In his slim debut novel, Francis Levy considers this question: Can one enter into a relationship with a fuck buddy? While this is nothing new in popular culture (an early episode of Sex and the City argued that the situation could never work), Levy’s attempt to answer the question is fresh, if crude.
The book opens as Levy’s sex-addicted protagonist, James Moran, wanders the streets of his unnamed town after a session of mind-numbing sex with a woman he hooks up with on a regular basis. It’s seemingly a convenient situation: James doesn’t know her name and she doesn’t know his. After sex, he can’t even recall what she looks like, and walks around as if lost, afflicted by a sort of temporary amnesia. During a brief trip to Key West, James somehow comes to believe that he wants to build a relationship with this woman (though just why or how remain a mystery).
“Not only did I miss her cunt,” he says, “the truth was that I missed her. I missed her even though I couldn’t remember her face or anything about her. I even missed her inane remarks she made when she was trying unsuccessfully to create an air of normality after sex.”

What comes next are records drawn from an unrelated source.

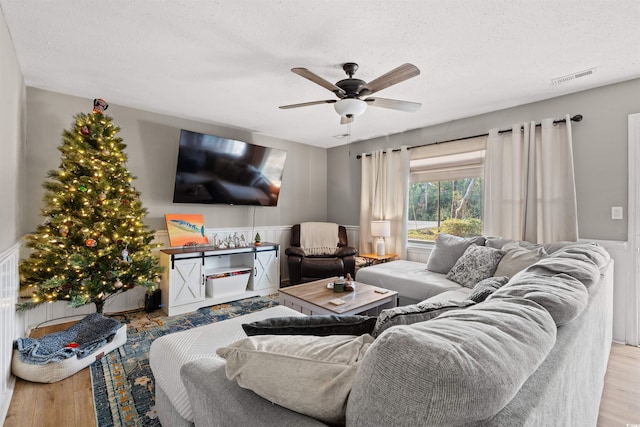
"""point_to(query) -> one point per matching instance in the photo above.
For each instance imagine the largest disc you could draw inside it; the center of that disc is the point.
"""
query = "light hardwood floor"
(70, 403)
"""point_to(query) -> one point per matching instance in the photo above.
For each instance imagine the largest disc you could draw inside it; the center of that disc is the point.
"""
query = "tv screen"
(212, 169)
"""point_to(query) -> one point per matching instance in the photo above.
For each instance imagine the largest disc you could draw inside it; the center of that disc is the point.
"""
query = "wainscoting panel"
(10, 324)
(622, 257)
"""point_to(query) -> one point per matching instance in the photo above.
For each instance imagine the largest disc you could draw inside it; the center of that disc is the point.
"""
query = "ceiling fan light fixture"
(350, 107)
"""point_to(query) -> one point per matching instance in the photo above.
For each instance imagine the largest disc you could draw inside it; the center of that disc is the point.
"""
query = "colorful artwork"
(186, 229)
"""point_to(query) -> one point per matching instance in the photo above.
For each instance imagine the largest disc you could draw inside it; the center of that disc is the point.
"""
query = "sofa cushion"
(476, 264)
(448, 249)
(588, 252)
(307, 374)
(321, 325)
(549, 248)
(486, 287)
(517, 258)
(458, 369)
(584, 271)
(408, 314)
(563, 296)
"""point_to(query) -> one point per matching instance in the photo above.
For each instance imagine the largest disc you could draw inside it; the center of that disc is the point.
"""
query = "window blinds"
(448, 161)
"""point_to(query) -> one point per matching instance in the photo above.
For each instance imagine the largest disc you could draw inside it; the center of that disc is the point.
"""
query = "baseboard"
(6, 399)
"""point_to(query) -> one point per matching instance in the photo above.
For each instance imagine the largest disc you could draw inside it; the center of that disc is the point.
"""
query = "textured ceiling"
(228, 62)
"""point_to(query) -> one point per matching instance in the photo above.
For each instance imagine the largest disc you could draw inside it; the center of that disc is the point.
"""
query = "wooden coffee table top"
(318, 294)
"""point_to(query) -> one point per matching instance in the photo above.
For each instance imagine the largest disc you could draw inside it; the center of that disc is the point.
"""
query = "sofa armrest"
(217, 401)
(346, 251)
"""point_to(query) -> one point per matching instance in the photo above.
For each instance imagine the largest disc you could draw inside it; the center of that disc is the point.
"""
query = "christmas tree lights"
(93, 242)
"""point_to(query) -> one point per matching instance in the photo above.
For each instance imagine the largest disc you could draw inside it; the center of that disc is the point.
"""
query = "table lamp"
(380, 229)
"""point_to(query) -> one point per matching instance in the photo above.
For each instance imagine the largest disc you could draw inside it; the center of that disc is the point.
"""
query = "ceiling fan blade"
(394, 104)
(303, 72)
(306, 104)
(346, 120)
(395, 76)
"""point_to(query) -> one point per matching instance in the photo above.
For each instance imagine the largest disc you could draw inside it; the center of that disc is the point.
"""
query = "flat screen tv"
(212, 169)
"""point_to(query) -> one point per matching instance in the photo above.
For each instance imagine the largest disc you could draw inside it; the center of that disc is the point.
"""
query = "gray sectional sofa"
(533, 353)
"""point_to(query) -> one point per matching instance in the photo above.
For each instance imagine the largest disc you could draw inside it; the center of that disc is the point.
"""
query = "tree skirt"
(123, 385)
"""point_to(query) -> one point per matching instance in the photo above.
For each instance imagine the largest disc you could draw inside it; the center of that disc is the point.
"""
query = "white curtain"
(529, 183)
(385, 186)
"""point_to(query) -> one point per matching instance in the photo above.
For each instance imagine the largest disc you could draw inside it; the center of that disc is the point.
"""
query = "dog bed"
(58, 369)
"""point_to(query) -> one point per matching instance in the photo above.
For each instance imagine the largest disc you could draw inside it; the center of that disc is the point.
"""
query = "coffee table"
(315, 298)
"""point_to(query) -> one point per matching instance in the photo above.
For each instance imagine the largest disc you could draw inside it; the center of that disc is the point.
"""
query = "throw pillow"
(330, 324)
(517, 258)
(414, 313)
(307, 374)
(448, 249)
(486, 287)
(476, 264)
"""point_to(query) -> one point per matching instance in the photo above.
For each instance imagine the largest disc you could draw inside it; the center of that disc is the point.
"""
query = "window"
(446, 189)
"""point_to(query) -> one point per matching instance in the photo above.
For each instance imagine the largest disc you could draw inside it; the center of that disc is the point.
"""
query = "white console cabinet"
(203, 276)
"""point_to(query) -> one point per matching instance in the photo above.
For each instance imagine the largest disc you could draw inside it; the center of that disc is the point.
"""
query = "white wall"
(12, 142)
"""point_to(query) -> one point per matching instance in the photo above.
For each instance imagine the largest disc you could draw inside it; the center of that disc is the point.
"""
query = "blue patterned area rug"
(123, 385)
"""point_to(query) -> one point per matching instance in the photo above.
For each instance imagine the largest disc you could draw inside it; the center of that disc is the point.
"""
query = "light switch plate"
(616, 212)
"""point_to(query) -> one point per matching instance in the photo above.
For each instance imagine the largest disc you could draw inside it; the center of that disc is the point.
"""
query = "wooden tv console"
(202, 276)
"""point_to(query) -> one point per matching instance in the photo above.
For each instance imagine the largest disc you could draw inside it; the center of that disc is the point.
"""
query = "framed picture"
(186, 229)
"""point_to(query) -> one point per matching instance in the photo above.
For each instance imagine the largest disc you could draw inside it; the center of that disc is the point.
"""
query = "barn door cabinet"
(203, 276)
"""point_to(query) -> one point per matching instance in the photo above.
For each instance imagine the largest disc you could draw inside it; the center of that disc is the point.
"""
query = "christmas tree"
(93, 242)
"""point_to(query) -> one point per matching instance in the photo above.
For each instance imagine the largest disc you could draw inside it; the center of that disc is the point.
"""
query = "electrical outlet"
(616, 212)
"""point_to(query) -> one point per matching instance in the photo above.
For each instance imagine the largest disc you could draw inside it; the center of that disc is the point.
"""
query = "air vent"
(573, 76)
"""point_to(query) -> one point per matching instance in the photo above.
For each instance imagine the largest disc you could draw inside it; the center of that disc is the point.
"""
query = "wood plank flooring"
(70, 403)
(620, 404)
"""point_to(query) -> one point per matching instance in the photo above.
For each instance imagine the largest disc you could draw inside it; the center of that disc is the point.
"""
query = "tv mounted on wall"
(212, 169)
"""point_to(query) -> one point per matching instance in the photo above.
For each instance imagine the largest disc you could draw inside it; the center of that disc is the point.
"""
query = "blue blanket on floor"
(81, 339)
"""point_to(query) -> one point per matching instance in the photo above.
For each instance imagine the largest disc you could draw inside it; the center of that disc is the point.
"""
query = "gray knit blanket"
(81, 339)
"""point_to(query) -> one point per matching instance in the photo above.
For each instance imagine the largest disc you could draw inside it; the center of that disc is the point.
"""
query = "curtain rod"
(576, 118)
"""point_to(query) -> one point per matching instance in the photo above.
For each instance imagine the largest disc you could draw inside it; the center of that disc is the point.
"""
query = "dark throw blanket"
(80, 340)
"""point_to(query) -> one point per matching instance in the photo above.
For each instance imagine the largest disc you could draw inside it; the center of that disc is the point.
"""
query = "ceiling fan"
(350, 91)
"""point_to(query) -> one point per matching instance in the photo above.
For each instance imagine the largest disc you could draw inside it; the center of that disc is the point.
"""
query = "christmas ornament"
(99, 105)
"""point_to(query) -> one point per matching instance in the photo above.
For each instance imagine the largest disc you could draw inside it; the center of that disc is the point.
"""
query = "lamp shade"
(380, 228)
(350, 107)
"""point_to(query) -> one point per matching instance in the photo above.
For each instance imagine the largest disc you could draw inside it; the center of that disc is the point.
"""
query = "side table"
(371, 259)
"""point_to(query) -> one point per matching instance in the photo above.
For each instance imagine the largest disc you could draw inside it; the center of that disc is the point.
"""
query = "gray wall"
(12, 141)
(152, 148)
(599, 142)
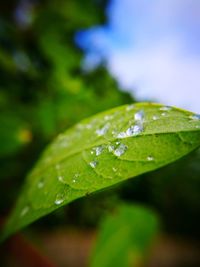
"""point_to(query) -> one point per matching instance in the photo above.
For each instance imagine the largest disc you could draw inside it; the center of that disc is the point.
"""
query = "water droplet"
(108, 117)
(130, 107)
(88, 126)
(111, 148)
(166, 108)
(150, 158)
(76, 175)
(155, 117)
(24, 210)
(139, 116)
(103, 130)
(61, 178)
(93, 164)
(120, 150)
(57, 166)
(59, 199)
(40, 183)
(134, 130)
(98, 150)
(122, 135)
(195, 117)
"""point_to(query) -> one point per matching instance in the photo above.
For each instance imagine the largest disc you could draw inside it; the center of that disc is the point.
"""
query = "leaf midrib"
(61, 159)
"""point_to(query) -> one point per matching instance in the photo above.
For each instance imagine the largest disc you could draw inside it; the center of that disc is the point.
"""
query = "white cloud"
(159, 73)
(157, 52)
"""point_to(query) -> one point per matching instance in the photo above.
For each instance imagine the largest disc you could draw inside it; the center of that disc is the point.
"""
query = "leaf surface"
(101, 151)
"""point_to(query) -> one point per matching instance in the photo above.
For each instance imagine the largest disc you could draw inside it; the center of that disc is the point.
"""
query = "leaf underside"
(101, 151)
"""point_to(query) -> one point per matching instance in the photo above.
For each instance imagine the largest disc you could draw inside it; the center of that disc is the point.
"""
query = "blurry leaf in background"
(174, 191)
(104, 150)
(43, 89)
(14, 134)
(125, 237)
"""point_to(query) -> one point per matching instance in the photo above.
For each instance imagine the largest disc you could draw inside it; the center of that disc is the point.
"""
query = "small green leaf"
(101, 151)
(125, 237)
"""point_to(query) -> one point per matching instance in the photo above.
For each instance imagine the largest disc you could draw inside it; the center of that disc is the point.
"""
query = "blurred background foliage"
(44, 90)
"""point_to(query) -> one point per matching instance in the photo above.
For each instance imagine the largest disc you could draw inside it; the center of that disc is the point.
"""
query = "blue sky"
(152, 48)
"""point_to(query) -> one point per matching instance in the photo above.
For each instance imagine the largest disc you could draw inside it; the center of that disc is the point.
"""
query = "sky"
(152, 48)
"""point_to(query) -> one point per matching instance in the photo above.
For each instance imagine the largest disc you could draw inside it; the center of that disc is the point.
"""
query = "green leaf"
(125, 237)
(101, 151)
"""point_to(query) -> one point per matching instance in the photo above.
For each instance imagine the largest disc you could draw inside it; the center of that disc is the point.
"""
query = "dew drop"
(61, 178)
(165, 108)
(59, 199)
(24, 211)
(108, 117)
(111, 148)
(130, 107)
(57, 166)
(114, 169)
(134, 130)
(150, 158)
(139, 116)
(122, 135)
(155, 117)
(88, 126)
(120, 150)
(76, 175)
(103, 130)
(40, 184)
(98, 150)
(195, 117)
(93, 164)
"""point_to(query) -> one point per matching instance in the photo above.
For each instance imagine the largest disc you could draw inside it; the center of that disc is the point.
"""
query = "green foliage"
(101, 151)
(43, 89)
(125, 237)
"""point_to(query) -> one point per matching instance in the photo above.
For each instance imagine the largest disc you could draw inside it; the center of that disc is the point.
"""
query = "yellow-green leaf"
(101, 151)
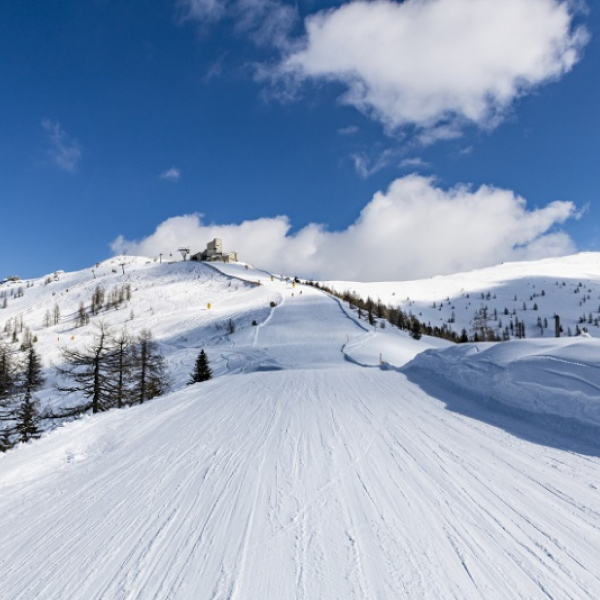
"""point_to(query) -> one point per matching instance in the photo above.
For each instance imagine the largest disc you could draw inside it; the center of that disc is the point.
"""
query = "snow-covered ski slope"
(528, 291)
(303, 471)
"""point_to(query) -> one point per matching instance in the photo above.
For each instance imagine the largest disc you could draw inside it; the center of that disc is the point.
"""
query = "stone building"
(214, 253)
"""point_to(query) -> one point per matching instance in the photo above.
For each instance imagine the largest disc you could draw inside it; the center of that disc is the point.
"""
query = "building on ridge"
(214, 253)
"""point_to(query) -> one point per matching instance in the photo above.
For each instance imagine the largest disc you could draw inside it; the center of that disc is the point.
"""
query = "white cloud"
(205, 11)
(414, 229)
(63, 150)
(367, 164)
(266, 22)
(437, 64)
(413, 163)
(350, 130)
(172, 174)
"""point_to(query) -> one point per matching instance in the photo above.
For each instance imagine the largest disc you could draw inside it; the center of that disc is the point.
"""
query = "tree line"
(372, 311)
(113, 371)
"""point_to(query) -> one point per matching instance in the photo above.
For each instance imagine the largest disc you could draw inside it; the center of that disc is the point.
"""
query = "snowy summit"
(331, 455)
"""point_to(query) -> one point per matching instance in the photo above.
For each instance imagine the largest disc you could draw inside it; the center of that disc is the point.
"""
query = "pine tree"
(7, 374)
(32, 373)
(150, 377)
(121, 364)
(415, 329)
(27, 419)
(5, 441)
(88, 372)
(202, 370)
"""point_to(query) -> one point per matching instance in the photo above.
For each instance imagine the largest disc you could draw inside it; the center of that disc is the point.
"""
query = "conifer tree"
(149, 372)
(7, 374)
(87, 372)
(32, 373)
(202, 370)
(27, 419)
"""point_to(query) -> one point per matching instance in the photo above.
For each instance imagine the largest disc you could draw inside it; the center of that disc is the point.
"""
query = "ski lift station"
(214, 253)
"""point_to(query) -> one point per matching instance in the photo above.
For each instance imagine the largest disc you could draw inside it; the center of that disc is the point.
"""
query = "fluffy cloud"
(64, 151)
(201, 10)
(415, 229)
(437, 64)
(266, 22)
(172, 174)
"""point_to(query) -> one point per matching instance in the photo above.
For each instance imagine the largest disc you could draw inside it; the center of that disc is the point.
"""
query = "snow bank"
(559, 377)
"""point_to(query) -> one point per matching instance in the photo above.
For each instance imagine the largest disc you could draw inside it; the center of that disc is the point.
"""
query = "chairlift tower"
(184, 252)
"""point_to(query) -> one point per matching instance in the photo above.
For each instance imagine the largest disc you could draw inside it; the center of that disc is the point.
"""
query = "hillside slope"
(530, 292)
(301, 474)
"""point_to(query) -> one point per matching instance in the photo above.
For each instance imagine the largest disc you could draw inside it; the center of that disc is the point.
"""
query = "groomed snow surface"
(306, 469)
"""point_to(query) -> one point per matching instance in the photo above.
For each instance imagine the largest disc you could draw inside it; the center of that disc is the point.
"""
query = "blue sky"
(122, 122)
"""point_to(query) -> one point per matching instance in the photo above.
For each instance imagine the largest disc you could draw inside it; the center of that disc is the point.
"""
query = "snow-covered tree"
(202, 370)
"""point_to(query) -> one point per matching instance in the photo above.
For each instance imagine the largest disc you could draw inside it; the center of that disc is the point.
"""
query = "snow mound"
(559, 377)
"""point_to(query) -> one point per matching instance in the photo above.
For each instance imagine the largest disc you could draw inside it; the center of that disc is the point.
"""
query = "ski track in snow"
(299, 475)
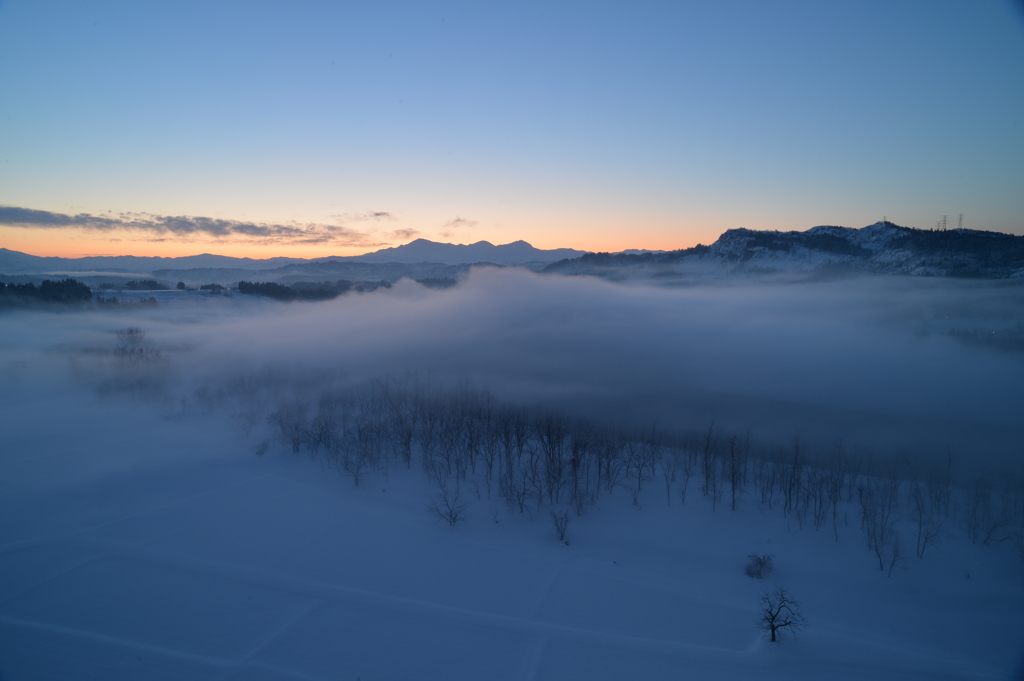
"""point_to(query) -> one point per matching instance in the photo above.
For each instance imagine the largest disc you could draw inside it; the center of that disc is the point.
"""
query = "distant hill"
(882, 248)
(423, 250)
(419, 251)
(14, 262)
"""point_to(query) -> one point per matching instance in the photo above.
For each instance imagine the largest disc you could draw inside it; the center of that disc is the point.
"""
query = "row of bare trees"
(469, 444)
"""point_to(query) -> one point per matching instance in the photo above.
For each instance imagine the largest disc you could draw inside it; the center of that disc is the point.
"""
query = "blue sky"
(589, 125)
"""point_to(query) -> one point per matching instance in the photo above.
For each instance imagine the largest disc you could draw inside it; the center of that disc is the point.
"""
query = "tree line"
(470, 445)
(67, 291)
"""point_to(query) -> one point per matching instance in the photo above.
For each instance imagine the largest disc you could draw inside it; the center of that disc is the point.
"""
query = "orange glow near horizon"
(79, 243)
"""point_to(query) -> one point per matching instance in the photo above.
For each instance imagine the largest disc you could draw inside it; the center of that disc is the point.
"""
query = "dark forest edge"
(541, 463)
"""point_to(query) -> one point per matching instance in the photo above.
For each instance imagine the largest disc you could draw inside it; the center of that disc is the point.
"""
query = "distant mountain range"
(419, 251)
(882, 248)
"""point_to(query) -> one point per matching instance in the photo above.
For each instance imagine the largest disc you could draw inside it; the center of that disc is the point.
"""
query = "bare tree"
(779, 613)
(448, 505)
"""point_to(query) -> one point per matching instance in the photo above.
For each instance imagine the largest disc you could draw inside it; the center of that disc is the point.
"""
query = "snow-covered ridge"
(883, 248)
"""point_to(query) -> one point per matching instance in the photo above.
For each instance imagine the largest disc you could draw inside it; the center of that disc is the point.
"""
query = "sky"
(309, 129)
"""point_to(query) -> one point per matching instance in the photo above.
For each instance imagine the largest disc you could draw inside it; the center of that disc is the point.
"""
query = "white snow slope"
(136, 546)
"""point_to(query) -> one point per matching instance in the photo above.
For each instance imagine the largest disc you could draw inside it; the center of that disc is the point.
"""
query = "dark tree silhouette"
(778, 613)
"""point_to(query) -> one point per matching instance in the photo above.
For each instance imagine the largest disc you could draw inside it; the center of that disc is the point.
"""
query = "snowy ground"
(146, 539)
(168, 550)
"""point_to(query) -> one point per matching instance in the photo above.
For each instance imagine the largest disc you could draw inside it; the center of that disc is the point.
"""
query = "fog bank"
(866, 362)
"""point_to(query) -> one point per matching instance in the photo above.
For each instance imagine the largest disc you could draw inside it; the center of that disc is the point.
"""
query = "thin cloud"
(163, 225)
(459, 222)
(368, 216)
(403, 235)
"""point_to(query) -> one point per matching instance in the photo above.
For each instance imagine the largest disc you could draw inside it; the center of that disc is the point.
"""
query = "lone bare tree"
(779, 612)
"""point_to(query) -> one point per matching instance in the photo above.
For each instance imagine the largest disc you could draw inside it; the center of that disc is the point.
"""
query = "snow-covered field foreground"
(143, 537)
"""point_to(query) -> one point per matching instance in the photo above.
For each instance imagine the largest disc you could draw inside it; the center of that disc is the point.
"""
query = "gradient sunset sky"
(335, 128)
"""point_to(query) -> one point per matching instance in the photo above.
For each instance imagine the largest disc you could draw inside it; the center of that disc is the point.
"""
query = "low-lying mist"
(868, 363)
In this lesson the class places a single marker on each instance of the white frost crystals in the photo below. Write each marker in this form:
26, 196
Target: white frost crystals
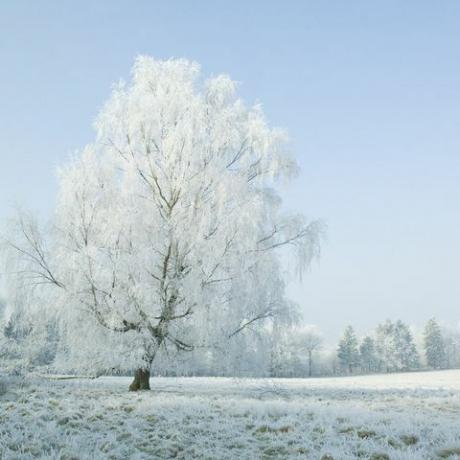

Thus James promptly leaves Florida to track this woman down, and, soon enough, he meets her at his favorite pizza joint. After having sex a number of times, he finally learns her name — Monica Cole — and she agrees to give the relationship thing a try. Somewhat expectedly, things don’t go particularly well. James and Monica are obsessed with each other’s bodies, leaving little space for anything else.
Erotomania is not for the faint of heart. The language is graphic and the carnality is vivid, but because this is a novel that effectively satirizes traditional tales of romance, Levy’s diction and description seem apt. The author also takes great pains to describe his characters’ feelings, citing moments from classic movies and books to better illustrate his points about romantic ideals. After the initial shock of the first two dozen pages, it’s clear that Levy’s using extreme sexuality to discuss bigger things: loneliness, connection and, yes, love.